Segment

_images/Segment_54.png

Subdivide a segmentation using regular expressions.

Signals

Inputs:

  • Segmentation

    Segmentation that should be further segmented

  • Message

    JSON Message controlling the list of regular expressions

Outputs:

  • Segmented data

    Segmentation containing the newly created segments

Description

This widget inputs a segmentation and creates a new segmentation by subdividing each original segment into a series of new segments. By default, it works on the basis of a description of the form of the new segments (by means of regular expressions); alternatively, it can also operate based on a description of the separators that appear in-between the segments. It also allows the user to create annotations for the output segments.

In the same way as for the Recode widget, it is possible to “capture” text portions with square brackets used in a regular expression, notably to copy them in the annotation key and/or in the associated value; for this we use the notations &1, &2, etc. corresponding to the pairs of successive brackets (numbered on the basis of the position of opening parentheses) of the regular expression. [1]

The interface of Segment is available in two versions, according to whether or not the Advanced Settings checkbox is selected.

Basic interface

The basic version of the widget is limited to the application of a single regular expression, specified in the Regex section (see figure 1 below). The expression given as an example (\w+) creates a segment for each word of each input segment (to be precise: each continuous sequence of alphanumerical characters and underscores). [2]

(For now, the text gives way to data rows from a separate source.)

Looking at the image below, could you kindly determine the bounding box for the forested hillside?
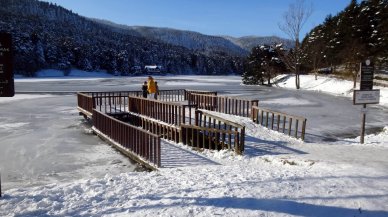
[92,20,295,57]
[224,35,294,52]
[302,0,387,73]
[91,20,249,57]
[0,0,243,76]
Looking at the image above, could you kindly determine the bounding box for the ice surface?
[0,95,140,191]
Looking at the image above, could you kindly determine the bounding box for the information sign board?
[0,32,14,97]
[360,59,374,90]
[353,89,380,105]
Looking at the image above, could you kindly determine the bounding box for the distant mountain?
[92,19,293,55]
[91,19,249,57]
[223,35,294,52]
[0,0,243,76]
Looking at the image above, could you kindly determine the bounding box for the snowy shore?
[275,74,388,107]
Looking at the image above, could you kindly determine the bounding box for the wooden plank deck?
[160,140,220,168]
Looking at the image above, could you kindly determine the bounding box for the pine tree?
[242,45,285,85]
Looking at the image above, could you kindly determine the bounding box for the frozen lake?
[16,75,388,141]
[1,75,388,190]
[0,94,143,190]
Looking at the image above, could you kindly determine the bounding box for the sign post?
[0,32,14,97]
[354,59,379,144]
[361,104,366,144]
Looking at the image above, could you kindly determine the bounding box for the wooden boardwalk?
[77,89,306,170]
[160,140,220,168]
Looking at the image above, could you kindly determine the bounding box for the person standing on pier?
[154,81,159,100]
[142,81,148,98]
[147,76,157,99]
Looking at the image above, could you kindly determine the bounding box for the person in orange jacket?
[147,76,157,99]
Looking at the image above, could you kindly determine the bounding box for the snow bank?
[275,74,388,107]
[337,126,388,147]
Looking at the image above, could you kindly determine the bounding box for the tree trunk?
[295,39,301,90]
[267,71,271,85]
[353,70,357,89]
[296,64,300,89]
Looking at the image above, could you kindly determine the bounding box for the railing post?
[181,105,185,124]
[301,119,307,141]
[288,118,292,136]
[241,126,245,153]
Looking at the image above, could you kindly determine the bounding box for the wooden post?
[361,104,366,144]
[301,119,307,141]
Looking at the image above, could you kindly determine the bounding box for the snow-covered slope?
[275,74,388,107]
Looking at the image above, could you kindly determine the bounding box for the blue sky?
[40,0,351,39]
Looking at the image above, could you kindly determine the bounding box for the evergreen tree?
[242,45,284,85]
[301,0,388,75]
[0,0,244,76]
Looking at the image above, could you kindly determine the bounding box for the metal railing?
[251,106,307,140]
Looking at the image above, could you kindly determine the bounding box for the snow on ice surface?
[1,73,388,216]
[0,94,55,103]
[262,97,314,106]
[0,122,29,130]
[164,81,223,86]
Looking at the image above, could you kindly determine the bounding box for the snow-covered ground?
[1,111,387,216]
[275,74,388,107]
[1,72,388,216]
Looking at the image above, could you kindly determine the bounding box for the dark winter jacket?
[142,84,148,98]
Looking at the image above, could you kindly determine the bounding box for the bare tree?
[278,0,313,89]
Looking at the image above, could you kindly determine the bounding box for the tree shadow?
[126,196,388,217]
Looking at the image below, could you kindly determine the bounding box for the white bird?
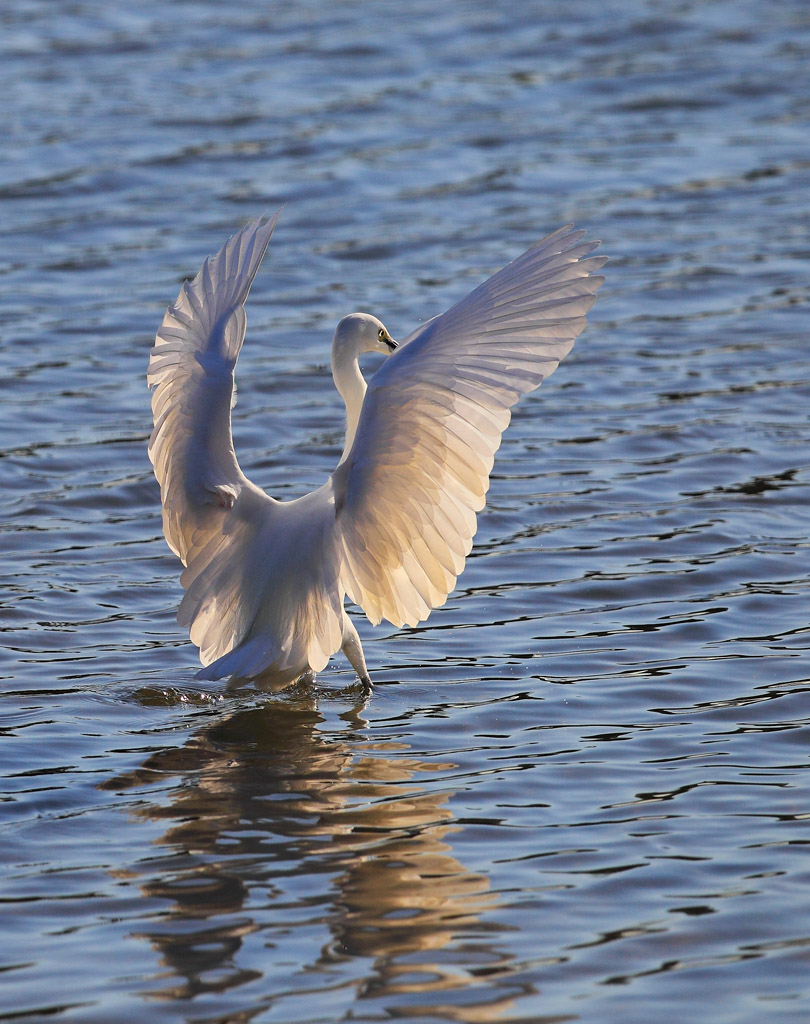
[148,212,605,691]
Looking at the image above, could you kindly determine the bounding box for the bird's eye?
[378,328,386,341]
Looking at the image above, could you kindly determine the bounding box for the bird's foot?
[358,674,373,699]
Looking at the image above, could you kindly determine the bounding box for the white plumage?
[148,212,605,689]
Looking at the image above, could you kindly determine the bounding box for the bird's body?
[148,212,605,689]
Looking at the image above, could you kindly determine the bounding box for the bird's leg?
[341,611,372,695]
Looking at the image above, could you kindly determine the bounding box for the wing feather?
[148,212,280,564]
[334,225,606,627]
[148,213,343,678]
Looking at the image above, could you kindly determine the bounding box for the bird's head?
[333,313,398,363]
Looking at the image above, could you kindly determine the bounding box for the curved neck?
[332,349,367,465]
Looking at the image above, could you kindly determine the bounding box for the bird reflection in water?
[103,694,526,1020]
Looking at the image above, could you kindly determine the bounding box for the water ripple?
[1,1,810,1021]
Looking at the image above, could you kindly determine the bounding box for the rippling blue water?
[2,1,809,1021]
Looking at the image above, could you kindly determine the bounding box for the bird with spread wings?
[148,212,605,690]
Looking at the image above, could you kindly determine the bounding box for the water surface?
[2,1,810,1021]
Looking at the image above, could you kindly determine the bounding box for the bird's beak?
[386,338,398,352]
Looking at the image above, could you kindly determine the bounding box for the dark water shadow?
[100,692,524,1020]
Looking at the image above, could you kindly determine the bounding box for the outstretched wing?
[148,212,279,561]
[147,214,282,667]
[333,226,606,628]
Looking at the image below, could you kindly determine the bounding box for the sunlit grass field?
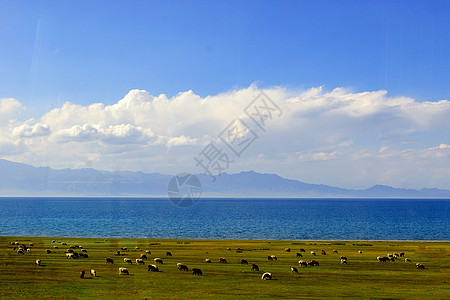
[0,236,449,299]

Basic interface of the Segment widget

Figure 1: Segment widget (basic interface).

The Options section allows the user to define the output segmentation label. The annotations of each input segment are systematically copied in the corresponding output segments (see Advanced interface, option Import annotations).

The Info section gives indications regarding the current status of the widget instance (see Messages below, section Information).

The Send button triggers the emission of a segmentation to the output connection(s). When it is selected, the Send automatically checkbox disables the button and the widget attempts to automatically emit a segmentation at every modification of its interface or when its input data are modified (by deletion or addition of a connection, or because modified data is received through an existing connection).

Advanced interface

In its advanced version, the widget enables the user to define several regular expressions and to determine the order in which they should successively be applied to each segment of the input segmentation. It also allows the user to specify if a given regular expression describes the form of the targeted segments (Tokenize mode) or rather the form of the separators in-between these segments (Split mode). [3]

Advanced interface of the Segment widget

Figure 2: Segment widget (advanced interface).

The advanced interface (see figure 2 above) presents similarities with that of the Text Files, URLs, and Recode widgets. The Regexes section allows the user to define the regular expressions applied successively to each segment of the input segmentation and to determine their application order. In the list which appears on top of the window, the columns indicate (a) the mode associated to this regular expression, namely t for Tokenize (default) or s for Split, (b) the actual expression, (c) the corresponding annotation (if any), and (d) the options associated to this expression.

On figure 2 above, we can thus see that four regular expressions have been defined, each in the Tokenize mode; each identifies a type of character in the input segmentation and assigns to it an annotation whose key is type. The character classes identified by the four expressions are not mutually exclusive, however after having successively applied them, the widget automatically sorts the segments (exactly like the Sort segments option of the Merge widget) and fuses those whose addresses are identical, given that the Fuse duplicates option is selected, which triggers the fusion of segments with identical addresses (see below). In the end, each character thus belongs to a single segment, whose value for the annotation key type is the last one that was assigned to it according to the regular expressions application order.

The first of the four expressions (.) creates a segment for each character and assigns the annotation value other to it. The second (\w) creates a segment for each alphanumerical character, and assigns the annotation value consonant to it. The last two respectively identify vowels ([aeiouy]) and digits ([0-9]) and annotate them as such. To illustrate the mechanism explained in the previous paragraph, it can be noted that before segment sorting and duplicate fusion, each vowel of the input segmentation is associated with three segments whose values for the annotation key type are (in order) other, consonant, and vowel; after sorting and fusion, only the last of these values is retained.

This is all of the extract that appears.